The problems with axons in the peripheral nervous system is that their regenerative capacity is not very high. There are certain external factors that can increase this capacity, like exercise or environmental enrichment, and according to this new study 1, intermittent fasting might be another one.
3-Indolepropionic acid (IPA), a gut metabolite produced by the bacteria Clostridium sporogenesis, seems to be key in this process. IPA had been previously shown to promote axonal –nerve– regeneration, so the researchers decided to test whether intermittent fasting could have an effect on the gut microbiome that might affect IPA levels and, in turn, nerve regeneration.
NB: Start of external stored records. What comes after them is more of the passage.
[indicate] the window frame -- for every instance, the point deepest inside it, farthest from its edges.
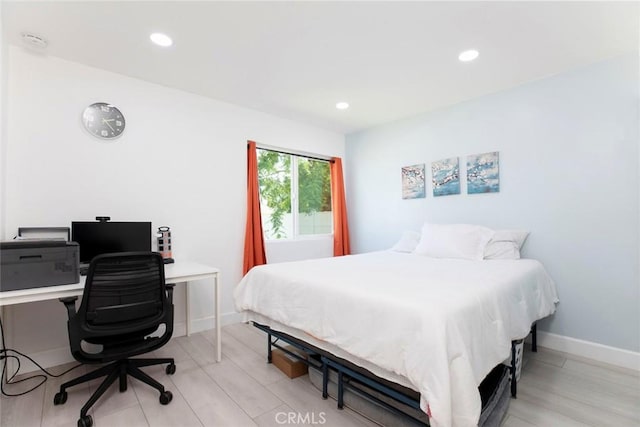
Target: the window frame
(294, 198)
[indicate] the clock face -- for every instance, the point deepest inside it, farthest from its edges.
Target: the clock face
(103, 120)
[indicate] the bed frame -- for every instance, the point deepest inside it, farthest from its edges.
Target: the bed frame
(354, 378)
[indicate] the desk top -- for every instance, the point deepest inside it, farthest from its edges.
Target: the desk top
(177, 272)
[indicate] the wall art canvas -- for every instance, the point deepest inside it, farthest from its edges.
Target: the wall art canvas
(413, 182)
(446, 177)
(483, 173)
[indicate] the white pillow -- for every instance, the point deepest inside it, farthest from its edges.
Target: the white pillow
(464, 241)
(505, 244)
(407, 242)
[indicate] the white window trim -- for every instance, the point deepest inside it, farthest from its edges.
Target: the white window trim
(294, 194)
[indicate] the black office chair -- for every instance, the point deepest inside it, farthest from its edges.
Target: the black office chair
(125, 300)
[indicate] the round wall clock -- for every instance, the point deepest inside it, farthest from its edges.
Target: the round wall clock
(103, 120)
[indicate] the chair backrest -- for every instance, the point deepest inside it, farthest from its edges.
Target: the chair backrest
(125, 298)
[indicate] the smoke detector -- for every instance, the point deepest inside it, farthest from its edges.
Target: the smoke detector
(34, 41)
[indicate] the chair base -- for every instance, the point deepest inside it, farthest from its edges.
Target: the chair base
(117, 370)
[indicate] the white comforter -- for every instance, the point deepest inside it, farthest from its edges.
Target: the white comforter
(441, 323)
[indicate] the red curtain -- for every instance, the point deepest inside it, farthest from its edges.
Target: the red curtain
(340, 226)
(253, 236)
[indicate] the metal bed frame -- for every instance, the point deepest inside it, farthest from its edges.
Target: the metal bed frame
(350, 379)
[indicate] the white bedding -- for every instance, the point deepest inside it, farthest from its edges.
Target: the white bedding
(443, 324)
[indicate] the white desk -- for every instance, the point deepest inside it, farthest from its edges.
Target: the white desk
(179, 272)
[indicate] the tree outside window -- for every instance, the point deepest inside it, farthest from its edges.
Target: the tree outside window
(295, 195)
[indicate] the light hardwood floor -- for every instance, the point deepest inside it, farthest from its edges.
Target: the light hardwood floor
(555, 389)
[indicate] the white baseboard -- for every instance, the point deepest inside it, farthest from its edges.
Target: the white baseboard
(602, 353)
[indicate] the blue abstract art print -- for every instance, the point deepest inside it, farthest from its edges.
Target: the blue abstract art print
(483, 173)
(445, 177)
(413, 182)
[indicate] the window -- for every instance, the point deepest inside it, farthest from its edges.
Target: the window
(295, 195)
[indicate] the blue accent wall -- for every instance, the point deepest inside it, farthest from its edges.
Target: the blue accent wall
(568, 150)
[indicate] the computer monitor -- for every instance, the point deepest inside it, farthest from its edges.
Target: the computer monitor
(96, 238)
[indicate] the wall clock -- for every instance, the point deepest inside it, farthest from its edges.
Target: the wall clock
(103, 120)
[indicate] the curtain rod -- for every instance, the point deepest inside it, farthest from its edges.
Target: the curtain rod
(293, 154)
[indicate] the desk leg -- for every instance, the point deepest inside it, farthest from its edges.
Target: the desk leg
(6, 315)
(188, 307)
(217, 316)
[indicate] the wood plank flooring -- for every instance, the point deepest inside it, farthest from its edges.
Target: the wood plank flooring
(555, 389)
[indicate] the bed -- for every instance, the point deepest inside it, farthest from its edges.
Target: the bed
(437, 326)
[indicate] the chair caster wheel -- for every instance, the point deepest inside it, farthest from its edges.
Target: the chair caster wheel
(171, 369)
(86, 421)
(165, 397)
(60, 398)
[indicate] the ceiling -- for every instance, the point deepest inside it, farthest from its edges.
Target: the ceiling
(389, 60)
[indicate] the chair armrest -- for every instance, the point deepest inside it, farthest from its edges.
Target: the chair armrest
(169, 287)
(70, 303)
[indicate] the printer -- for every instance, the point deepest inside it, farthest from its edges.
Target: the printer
(26, 264)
To this end, mice got their longest nerve, the sciatic nerve, crushed and were split in two groups: one could eat as much as they wanted whenever they wanted, whereas the other could eat normally one day and fast the next. After 10 and 30 days, nerve growth was measured in both mice groups. In the intermittent fasting groups, the nerve had regrown about 50% more than in the group with normal feeding.
Moreover, the blood levels of IPA in the food-restricted group were higher than in the other group. And to clarify whether IPA was responsible for this increased regrowth, the researchers administered IPA directly to some mice after injury, and observed that these mice healed faster than those who didn’t receive any extra IPA.
This study demonstrates the potential of intermittent fasting to improve nerve regeneration, but exactly how much IPA is required to achieve these effects, whether direct administration would be more effective, and the optimal fasting parameters to achieve the greatest effects are still unknown. Further, whether the results translate to humans requires further research. However, it is a breakthrough study that paves the way for future non-invasive interventions to potentiate nerve regeneration and recovery.